量子コンピュータへ一歩前進、NTTと京大が新技術を開発


 日本電信電話株式会社(以下、NTT)と京都大学(以下、京大)は24日、量子コンピュータ実現への障壁を緩和する「誤り耐性技術」を開発したと発表した。

 量子コンピュータは、量子力学の原理により超並列演算処理が可能となり、現状のコンピュータをはるかにしのぐ性能が得られる。しかし、量子状態は外界の影響を受けやすく、演算においてある程度の「誤り確率」を持つ。このため、実現に向けては、多少の誤りがあっても訂正しながら計算を進められる「フォールトトレラント量子計算」の実装が必須になるという。

 誤り訂正のためには、誤り確率がある程度低い量子ゲート(量子計算に必須な基本ゲート。現在の情報処理におけるAND/ORゲートなどに相当するもの)が必要とされている。しかし、フォールトトレラント量子計算の実現に向けて、現実的なデバイスを考慮すると、どうしても誤り確率が高い量子ゲート(確率的ゲート)とならざるを得ず、これが障壁となっていた。

確率的ゲート

 今回の技術の特長は、誤り確率の大きなデバイスを用いても量子ゲートを実装できる点。量子ゲートの成功確率は小さくても構わず、誤りを検出して取り除ける形に量子ゲートを構成し、検出不能なエラーを小さくすることで、フォールトトレラント量子計算が可能になるという。

 具体的には、計算モデルとして「測定モデルの一方向量子計算」を導入している。

 量子計算モデルは、大きく「回路モデル」と「測定モデル」に分けられる。回路モデルは、量子状態が破壊されないように保ちながら量子ゲートを中に施すことで計算を進めるが、その結果、量子ゲートの誤りが蓄積されることが課題とされている。
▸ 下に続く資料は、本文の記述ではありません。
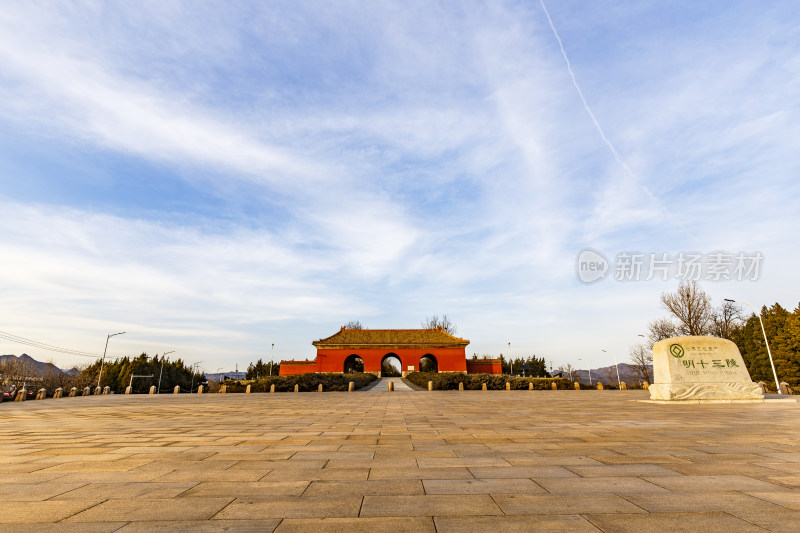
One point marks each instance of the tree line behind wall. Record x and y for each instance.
(117, 374)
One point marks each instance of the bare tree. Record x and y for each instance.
(642, 358)
(725, 319)
(691, 306)
(443, 323)
(660, 329)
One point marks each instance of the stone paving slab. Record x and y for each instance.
(402, 461)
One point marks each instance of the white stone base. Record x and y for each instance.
(705, 391)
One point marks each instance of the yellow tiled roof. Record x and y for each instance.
(390, 337)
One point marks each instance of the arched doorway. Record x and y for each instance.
(352, 364)
(391, 366)
(428, 363)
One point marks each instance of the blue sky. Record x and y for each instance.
(215, 177)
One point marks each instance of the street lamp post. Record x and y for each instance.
(590, 373)
(104, 355)
(191, 388)
(774, 374)
(162, 369)
(619, 381)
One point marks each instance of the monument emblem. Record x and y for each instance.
(676, 350)
(700, 368)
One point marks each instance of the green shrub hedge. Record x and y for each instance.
(306, 382)
(450, 381)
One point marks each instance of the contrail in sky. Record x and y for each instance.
(600, 129)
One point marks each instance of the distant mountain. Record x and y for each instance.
(38, 366)
(226, 375)
(608, 374)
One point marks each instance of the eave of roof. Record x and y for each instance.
(408, 338)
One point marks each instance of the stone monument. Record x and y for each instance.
(700, 368)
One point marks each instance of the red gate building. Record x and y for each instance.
(433, 348)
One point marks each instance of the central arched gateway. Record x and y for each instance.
(391, 366)
(353, 363)
(427, 363)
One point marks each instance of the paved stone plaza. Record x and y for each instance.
(398, 461)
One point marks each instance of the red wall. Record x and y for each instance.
(484, 366)
(291, 368)
(447, 359)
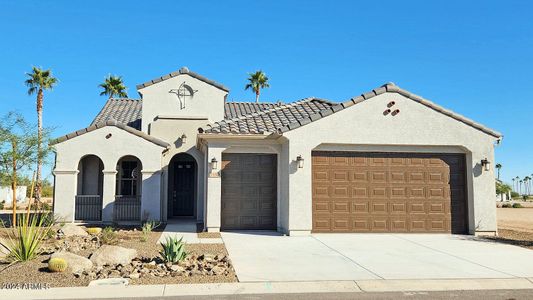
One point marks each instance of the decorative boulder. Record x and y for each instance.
(113, 255)
(76, 263)
(70, 229)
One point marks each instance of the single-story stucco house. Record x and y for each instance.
(385, 161)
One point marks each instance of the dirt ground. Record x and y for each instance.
(518, 219)
(515, 226)
(36, 271)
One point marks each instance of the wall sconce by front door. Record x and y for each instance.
(485, 164)
(300, 161)
(214, 164)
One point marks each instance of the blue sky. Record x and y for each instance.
(474, 57)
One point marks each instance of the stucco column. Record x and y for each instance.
(65, 194)
(110, 177)
(300, 191)
(484, 193)
(151, 195)
(214, 190)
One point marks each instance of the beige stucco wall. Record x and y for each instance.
(109, 150)
(170, 129)
(208, 101)
(364, 127)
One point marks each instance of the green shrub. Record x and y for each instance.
(108, 236)
(147, 228)
(94, 230)
(173, 250)
(24, 241)
(57, 264)
(40, 206)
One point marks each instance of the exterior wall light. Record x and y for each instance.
(300, 161)
(485, 163)
(214, 163)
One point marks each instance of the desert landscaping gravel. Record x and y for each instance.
(36, 271)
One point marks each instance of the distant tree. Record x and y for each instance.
(256, 82)
(113, 86)
(502, 189)
(498, 167)
(19, 149)
(39, 80)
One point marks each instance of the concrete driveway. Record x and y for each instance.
(269, 256)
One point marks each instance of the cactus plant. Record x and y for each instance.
(94, 230)
(173, 250)
(57, 264)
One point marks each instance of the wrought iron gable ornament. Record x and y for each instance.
(184, 91)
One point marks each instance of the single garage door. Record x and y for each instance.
(249, 191)
(389, 192)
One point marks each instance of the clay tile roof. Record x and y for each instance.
(389, 88)
(111, 122)
(269, 120)
(183, 70)
(123, 110)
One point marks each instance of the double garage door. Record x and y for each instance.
(388, 192)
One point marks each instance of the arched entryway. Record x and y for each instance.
(182, 181)
(88, 204)
(127, 206)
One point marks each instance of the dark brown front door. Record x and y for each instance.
(183, 188)
(389, 192)
(249, 191)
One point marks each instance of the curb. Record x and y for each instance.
(240, 288)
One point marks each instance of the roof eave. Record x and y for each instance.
(183, 70)
(114, 123)
(391, 88)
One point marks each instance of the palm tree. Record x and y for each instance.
(498, 167)
(39, 80)
(527, 180)
(113, 86)
(256, 82)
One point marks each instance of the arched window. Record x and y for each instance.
(128, 176)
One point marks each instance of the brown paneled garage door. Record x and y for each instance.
(249, 191)
(389, 192)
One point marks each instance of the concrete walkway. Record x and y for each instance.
(258, 288)
(268, 256)
(187, 229)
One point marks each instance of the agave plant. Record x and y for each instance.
(173, 250)
(24, 241)
(147, 228)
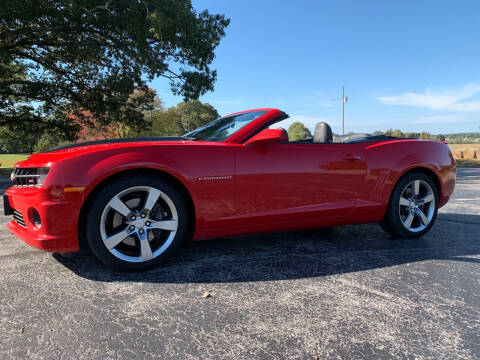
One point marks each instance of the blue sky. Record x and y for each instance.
(413, 65)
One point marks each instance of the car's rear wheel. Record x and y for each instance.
(413, 206)
(136, 222)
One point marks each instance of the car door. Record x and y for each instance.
(298, 181)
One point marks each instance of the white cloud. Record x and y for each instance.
(449, 100)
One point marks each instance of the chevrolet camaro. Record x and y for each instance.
(133, 201)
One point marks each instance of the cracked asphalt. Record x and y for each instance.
(348, 292)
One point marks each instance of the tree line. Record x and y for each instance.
(72, 67)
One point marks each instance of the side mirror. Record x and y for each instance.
(268, 136)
一方、近年研究の進む測定モデルでは、量子ゲートを用いてはじめに「量子もつれ」を計算リソースとして用意し、その後は処理の簡単な測定を行うことで計算を進める。「量子もつれ」が準備できた後は量子ゲートが不要となり、回路モデルのように計算中に誤りが積もらないという利点がある。

 「量子もつれ」とは、複数の量子間に量子力学的な相関がある状態のことで、例えば、「量子もつれ」状態にある2つの光子の場合、片方の状態が決まると、もう1方の光子がどんなに遠く離れていても、瞬時に同じ状態になるといった特異な性質がある。この性質を量子情報の伝送、演算に利用できるため、量子情報処理のリソースといえるわけだ。

従来の回路モデル

測定モデルの一方向量子計算

 また、誤り訂正符号として「トポロジカル符号」を導入した。

 従来の連結符号ではブロック符号を繰り返し用いることで誤り訂正を行うが、現実的な物理系を考慮すると必要な量子ゲート数が膨大になり、その結果として非常に小さな誤りしか訂正できないという困難がある。これに対してトポロジカル符号は、現実的な物理系をはじめから考慮して考案された新モデルであり、連結符号の課題を克服できるとともに、「量子もつれ」を予め準備して行う「一方向量子計算」を自然な形で実装できるという特長があるという。

従来の連結符号フォールトトレラント量子計算

トポロジカル符号フォールトトレラント一方向量子計算

 上記のように、一方向量子計算においては、リソースとなる「量子もつれ」を生成できれば、その後は簡単な操作で量子計算が行える。従って、リソースをいかにして生成するかが量子計算を実現する鍵になるが、今回、原理的には任意に小さい成功確率の量子ゲートを用いても、「分割統治法」(難題をいくつかの小さな問題に分割して個別に解決していく手法)を効果的に用いることでリソースの生成が効率的にできること――つまりフォールトトレラント量子計算が可能になることが示されたという。

 NTTと京大では「今回の研究成果は、量子コンピュータの実現に向けて、既存の技術を用いた低コストなエンジニアリングの可能性を示唆するもので、さまざまな物理系において実装法を再検討する期待が持てる。今後は具体的な実装法の検討および実証実験を進めていく予定」としている。